A Texas A&M expert explains what to do — and what not to do — to help children be more creative.
By Ann Kellett, Texas A&M University Division of Marketing & Communications March 29, 2022

Is creativity something we are born with, or a skill we develop? Joyce Juntune, a creativity expert at Texas A&M University, believes it’s a little of both, and that children who are encouraged to be creative are happier and more productive at all stages of life.

“Creativity makes you a better person and can make the world a better place,” said Juntune, an instructional professor who oversees academic programs in creativity in the Department of Educational Psychology. Juntune has trained thousands of teachers in more than 500 school districts in creative thinking as one of the developers and a former director of Project REACH.

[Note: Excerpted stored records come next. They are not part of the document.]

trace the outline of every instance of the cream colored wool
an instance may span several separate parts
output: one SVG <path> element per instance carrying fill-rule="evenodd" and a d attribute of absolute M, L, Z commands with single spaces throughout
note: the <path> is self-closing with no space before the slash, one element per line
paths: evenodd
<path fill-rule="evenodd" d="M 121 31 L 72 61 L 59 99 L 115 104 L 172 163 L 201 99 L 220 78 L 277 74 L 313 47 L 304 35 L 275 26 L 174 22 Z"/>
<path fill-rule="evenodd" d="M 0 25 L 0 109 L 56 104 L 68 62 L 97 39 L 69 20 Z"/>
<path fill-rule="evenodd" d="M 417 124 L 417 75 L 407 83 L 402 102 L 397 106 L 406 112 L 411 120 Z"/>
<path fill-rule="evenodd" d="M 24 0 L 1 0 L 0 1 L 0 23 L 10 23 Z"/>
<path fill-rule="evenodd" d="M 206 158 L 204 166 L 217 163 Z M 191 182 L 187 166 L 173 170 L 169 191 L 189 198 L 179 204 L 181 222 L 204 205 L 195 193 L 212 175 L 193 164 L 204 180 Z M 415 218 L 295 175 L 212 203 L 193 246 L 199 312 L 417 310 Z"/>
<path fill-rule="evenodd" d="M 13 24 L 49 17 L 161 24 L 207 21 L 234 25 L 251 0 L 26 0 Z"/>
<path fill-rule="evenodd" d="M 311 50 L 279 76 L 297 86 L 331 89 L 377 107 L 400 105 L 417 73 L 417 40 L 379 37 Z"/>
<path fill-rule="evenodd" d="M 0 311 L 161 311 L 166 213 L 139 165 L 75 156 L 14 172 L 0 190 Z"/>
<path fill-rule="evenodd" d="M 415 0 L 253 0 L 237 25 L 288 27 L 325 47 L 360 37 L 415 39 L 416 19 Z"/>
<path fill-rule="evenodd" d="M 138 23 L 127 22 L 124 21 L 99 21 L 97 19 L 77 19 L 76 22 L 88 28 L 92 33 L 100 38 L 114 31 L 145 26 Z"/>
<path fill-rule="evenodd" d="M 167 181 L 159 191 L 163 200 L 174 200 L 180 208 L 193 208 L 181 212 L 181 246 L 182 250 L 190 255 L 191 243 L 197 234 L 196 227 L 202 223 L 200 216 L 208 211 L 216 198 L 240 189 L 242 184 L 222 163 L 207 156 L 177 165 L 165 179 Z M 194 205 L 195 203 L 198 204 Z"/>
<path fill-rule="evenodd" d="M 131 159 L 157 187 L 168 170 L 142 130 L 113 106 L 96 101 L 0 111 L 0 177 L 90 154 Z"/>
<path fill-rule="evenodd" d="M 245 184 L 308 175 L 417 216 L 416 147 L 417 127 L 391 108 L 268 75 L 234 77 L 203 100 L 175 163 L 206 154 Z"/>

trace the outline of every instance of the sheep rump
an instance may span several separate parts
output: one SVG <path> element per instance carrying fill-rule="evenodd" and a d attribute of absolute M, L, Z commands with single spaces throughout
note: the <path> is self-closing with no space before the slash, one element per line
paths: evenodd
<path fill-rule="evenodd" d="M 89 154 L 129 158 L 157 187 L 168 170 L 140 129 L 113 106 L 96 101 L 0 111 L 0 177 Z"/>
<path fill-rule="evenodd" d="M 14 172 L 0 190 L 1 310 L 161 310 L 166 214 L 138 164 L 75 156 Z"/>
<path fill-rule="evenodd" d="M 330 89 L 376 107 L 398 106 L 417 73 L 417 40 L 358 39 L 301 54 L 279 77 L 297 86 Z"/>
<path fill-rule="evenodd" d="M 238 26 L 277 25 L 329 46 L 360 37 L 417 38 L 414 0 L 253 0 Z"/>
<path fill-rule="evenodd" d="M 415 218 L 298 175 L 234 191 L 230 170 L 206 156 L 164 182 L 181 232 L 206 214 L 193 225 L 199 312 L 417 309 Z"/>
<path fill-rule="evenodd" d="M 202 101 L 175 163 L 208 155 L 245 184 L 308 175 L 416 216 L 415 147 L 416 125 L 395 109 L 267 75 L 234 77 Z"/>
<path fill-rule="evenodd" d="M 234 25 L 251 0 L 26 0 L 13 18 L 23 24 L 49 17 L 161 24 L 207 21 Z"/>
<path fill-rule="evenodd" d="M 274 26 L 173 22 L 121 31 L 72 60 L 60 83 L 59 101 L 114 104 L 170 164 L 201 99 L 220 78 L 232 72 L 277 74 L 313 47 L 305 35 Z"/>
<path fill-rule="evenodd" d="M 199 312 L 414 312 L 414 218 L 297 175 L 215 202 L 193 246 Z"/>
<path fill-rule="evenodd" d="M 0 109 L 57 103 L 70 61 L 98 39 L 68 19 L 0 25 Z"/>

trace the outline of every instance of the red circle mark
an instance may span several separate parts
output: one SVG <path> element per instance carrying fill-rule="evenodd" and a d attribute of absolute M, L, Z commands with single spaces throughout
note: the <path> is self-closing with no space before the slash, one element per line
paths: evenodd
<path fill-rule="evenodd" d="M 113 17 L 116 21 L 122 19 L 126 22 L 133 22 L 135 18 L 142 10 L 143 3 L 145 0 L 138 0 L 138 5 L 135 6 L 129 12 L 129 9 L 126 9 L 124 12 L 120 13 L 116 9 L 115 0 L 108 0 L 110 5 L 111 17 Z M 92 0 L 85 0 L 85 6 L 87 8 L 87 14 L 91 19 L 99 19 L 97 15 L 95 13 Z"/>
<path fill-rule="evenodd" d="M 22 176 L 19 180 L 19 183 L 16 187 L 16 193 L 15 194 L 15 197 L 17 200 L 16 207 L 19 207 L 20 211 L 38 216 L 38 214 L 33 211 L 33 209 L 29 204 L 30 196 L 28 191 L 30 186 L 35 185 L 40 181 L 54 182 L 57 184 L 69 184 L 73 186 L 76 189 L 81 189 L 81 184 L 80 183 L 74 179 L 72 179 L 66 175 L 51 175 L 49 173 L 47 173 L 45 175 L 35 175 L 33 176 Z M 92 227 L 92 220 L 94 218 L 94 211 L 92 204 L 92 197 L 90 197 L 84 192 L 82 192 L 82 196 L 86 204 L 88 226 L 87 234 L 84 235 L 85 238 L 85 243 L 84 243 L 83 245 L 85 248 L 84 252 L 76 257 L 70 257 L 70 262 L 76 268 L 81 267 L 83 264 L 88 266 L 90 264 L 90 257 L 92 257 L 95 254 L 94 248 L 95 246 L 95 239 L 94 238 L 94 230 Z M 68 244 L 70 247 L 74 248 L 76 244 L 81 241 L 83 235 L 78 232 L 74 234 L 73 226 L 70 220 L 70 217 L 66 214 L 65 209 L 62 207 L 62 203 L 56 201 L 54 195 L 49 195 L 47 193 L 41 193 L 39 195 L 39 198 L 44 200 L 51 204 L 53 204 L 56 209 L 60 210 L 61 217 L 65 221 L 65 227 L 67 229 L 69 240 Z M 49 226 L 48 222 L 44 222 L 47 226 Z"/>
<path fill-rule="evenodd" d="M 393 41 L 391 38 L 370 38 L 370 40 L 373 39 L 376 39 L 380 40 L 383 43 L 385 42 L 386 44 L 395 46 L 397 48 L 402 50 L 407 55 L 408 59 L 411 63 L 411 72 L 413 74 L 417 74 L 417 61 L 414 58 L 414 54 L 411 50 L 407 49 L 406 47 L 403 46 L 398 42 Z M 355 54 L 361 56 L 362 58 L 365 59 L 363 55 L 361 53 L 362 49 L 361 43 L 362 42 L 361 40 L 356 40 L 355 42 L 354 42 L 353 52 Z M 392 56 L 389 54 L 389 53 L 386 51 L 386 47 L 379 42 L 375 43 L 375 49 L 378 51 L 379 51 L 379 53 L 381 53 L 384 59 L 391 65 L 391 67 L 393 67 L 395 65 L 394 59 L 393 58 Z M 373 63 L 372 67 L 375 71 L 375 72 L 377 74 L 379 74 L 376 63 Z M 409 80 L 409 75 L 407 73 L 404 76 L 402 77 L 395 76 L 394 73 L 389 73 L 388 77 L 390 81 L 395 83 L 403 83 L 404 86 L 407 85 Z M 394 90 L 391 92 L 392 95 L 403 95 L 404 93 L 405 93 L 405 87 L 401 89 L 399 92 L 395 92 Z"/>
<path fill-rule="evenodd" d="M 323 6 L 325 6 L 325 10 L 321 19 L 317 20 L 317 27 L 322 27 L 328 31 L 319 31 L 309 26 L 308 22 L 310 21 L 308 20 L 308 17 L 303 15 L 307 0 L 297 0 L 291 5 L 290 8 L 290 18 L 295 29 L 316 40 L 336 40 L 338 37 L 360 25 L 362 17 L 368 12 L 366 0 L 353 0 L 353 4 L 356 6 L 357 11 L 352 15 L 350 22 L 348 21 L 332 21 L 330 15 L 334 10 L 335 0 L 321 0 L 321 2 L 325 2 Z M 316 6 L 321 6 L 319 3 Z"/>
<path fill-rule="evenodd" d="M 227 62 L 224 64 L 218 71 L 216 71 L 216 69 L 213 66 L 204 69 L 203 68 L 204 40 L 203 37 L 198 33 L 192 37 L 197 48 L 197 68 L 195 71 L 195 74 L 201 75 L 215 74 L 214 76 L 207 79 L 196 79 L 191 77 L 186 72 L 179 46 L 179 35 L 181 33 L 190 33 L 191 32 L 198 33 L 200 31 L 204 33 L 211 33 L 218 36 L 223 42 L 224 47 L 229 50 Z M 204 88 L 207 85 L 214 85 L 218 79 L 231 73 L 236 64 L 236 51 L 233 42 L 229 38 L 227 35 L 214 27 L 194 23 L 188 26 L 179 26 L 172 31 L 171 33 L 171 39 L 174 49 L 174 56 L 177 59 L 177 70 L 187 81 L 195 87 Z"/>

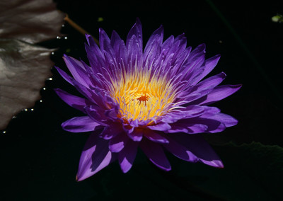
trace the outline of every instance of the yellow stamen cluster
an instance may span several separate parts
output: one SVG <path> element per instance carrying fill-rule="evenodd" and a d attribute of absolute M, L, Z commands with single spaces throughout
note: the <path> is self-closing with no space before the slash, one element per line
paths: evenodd
<path fill-rule="evenodd" d="M 173 109 L 176 89 L 171 80 L 158 77 L 156 71 L 151 76 L 151 70 L 136 67 L 112 80 L 111 96 L 120 104 L 120 117 L 125 121 L 157 119 Z"/>

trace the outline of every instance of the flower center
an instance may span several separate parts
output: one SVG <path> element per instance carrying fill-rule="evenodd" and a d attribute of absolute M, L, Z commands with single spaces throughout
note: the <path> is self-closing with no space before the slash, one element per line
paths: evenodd
<path fill-rule="evenodd" d="M 141 97 L 137 99 L 139 100 L 139 103 L 141 103 L 142 101 L 146 102 L 146 100 L 149 99 L 149 97 L 146 95 L 142 95 Z"/>
<path fill-rule="evenodd" d="M 174 107 L 177 89 L 166 76 L 156 75 L 146 68 L 121 71 L 111 81 L 110 96 L 120 105 L 120 117 L 126 122 L 155 121 Z"/>

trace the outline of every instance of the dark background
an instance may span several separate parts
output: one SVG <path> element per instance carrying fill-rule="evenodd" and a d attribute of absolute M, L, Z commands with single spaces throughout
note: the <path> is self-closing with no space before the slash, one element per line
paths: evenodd
<path fill-rule="evenodd" d="M 231 97 L 214 104 L 239 120 L 238 125 L 205 135 L 224 161 L 224 169 L 192 164 L 168 156 L 169 173 L 154 167 L 141 152 L 132 170 L 122 173 L 117 163 L 86 180 L 75 176 L 87 133 L 64 132 L 61 123 L 80 115 L 52 88 L 76 91 L 54 69 L 40 91 L 42 102 L 22 112 L 0 136 L 0 198 L 4 200 L 277 200 L 282 198 L 282 132 L 283 14 L 282 1 L 142 1 L 116 3 L 57 0 L 57 8 L 98 38 L 115 30 L 122 39 L 139 17 L 144 45 L 161 24 L 164 38 L 183 33 L 193 48 L 207 45 L 207 58 L 221 58 L 210 75 L 224 71 L 224 84 L 242 84 Z M 98 21 L 102 17 L 103 21 Z M 67 36 L 40 45 L 59 47 L 51 59 L 62 69 L 67 53 L 86 61 L 85 38 L 68 24 Z"/>

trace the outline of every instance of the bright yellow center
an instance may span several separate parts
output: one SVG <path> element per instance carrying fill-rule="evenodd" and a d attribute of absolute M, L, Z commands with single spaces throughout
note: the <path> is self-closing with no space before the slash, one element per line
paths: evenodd
<path fill-rule="evenodd" d="M 120 104 L 120 117 L 126 122 L 156 120 L 173 109 L 176 90 L 166 76 L 151 77 L 151 69 L 136 69 L 131 73 L 124 71 L 117 80 L 112 81 L 111 96 Z"/>

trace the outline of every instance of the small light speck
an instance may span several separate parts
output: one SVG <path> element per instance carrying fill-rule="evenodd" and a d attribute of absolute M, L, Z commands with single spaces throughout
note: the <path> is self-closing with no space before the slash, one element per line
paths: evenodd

“Developing creativity brings positive energy to one’s life at any age,” she said. “People who use their creative ability regularly do not burn out or become discouraged, because they are able to generate new and useful ideas for just about any situation.”

Some children are extraordinarily creative, with vivid imaginations and the ability to make connections between things that are not normally connected, Juntune said.

“These children have a playful attitude about life and a sense of humor,” she said. “They are problem solvers as well as day dreamers — the kind who get involved in a project and lose track of time.”

All children can learn how to enhance their natural creativity, Juntune said, and this process starts at home.

“Parents can encourage creativity even with very young children by reading to them and engaging them in simple play like peekaboo games,” she said. “Later, parents can ask ‘what if’ and ‘I wonder’ questions, like ‘I wonder why the cracks in the sidewalk are different sizes’?”

Juntune said the goal is not to get a correct answer, but to stimulate thinking about different possibilities. Encouraging children to ask questions is likewise beneficial.

“Let them ask why the sky is blue, for example, then find the answers together,” she said. “And keep in mind that while answering one question after another might be frustrating for parents, it’s a gift that helps children learn about the world and themselves.”

Engaging children in activities such as writing stories, painting, puppet shows and building with Lego bricks and other structures also helps cultivate creativity, Juntune said.

“Allow children to pursue their interests, even if it messes up your plans and your house,” she said. “Children need unstructured time, and they benefit more if you’re there to interact with them even while you’re doing other tasks. It’s also a good idea to designate specific spaces for the messier activities, such as painting in the garage or on the patio, and keeping toys and blocks in the living room.”

Teachers also can nurture creativity in the structure of the classroom, Juntune said.

“They can ask for more than one kind of answer to a question, for example,” she said. “When a student answers a question, do all of the hands go down, or just the hand of the student who answered? In a classroom that encourages creative thinking, several other students will also have another way to say the answer.”

Other teacher tactics are to ask open-ended questions, allow for various ways to complete assignments, give students choices for assignments and projects, and allow students to help solve problems that arise during class.

“Above all, parents and teachers should celebrate creativity and be mindful of the barriers that inhibit it,” Juntune said.

That means providing an environment where children can explore new ideas without fear of judgment.

“Fear of making a mistake or failing at something makes us far less creative,” she said. “And in fact, we can learn a great deal from our mistakes that will help us later on. Children should learn that failure is part of life — and even something we can laugh about as we switch directions to something more likely to succeed.”

Similarly, Juntune said that the creative process is more complete when it comes with no strings attached.

“External judgments such as grades, or incentives such as rewards, will actually inhibit creativity by adding pressure that makes the process less enjoyable and thus less productive,” she said. “Acknowledgement after the fact is fine, but putting constraints on the process beforehand is not a good idea.”

Juntune said that while it’s never too late to become more creative, children who acquire these skills along with school, sports and other activities will be better off.

“Creativity is the human birthright of every individual,” she said. “Some choose to develop it while others leave it dormant, but there are ways that people who choose to develop it can develop it.”